General information
- Type: Autogyro
- National origin: Australia
- Manufacturer: Titanium Auto Gyro
- Designer: Neil Sheather and Andrew Pepper
- Status: In production (2017)

= Titanium Explorer =

Australian autogyro

The Titanium Explorer is an Australian autogyro designed by Neil Sheather and Andrew Pepper and produced by Titanium Auto Gyro (TAG Aviation Pty Limited) of Attunga, New South Wales. The aircraft is supplied complete and ready-to-fly, although development of a kit for amateur construction was underway in 2015.

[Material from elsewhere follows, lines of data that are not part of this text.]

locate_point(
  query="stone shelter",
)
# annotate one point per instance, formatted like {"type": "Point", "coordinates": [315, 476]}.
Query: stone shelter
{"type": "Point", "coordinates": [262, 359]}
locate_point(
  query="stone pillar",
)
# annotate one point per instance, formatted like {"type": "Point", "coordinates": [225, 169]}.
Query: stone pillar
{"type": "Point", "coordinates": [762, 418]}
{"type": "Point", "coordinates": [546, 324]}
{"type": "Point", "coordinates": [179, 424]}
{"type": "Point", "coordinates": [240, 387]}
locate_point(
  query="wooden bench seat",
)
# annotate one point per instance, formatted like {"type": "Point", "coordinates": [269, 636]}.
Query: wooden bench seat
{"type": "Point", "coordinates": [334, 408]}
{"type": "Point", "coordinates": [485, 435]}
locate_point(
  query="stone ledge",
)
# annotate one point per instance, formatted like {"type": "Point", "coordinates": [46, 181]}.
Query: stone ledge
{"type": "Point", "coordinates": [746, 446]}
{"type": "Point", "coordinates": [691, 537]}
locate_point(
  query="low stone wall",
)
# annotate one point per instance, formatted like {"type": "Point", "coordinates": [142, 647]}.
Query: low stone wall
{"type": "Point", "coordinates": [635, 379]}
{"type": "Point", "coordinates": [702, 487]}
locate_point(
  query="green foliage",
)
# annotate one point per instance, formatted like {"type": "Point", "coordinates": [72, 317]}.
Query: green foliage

==Design and development==
Development of the design was started in 2009 as a result of noted deficiencies in imported autogyro designs for Australian conditions.

The Explorer features a single main rotor, a two-seats-in tandem open cockpit, each with a windshield, tricycle landing gear with wheel pants, plus a tail caster and a four-cylinder, liquid and air-cooled, four stroke 100 hp Rotax 912 or 115 hp turbocharged Rotax 914 engine in pusher configuration.

The aircraft fuselage box-section frame is made from titanium, while the cockpit fairing is made from carbon fiber reinforced polymer and fibreglass composites. Its two-bladed rotor has a diameter of 8.38 m and a chord of 22 cm. The design is noted for its rugged suspension, designed for Australian outback conditions.

The aircraft has a typical empty weight of 240 kg and a gross weight of 575 kg, giving a useful load of 335 kg. With full fuel of 85 L the payload for the pilot, passenger and baggage is 274 kg.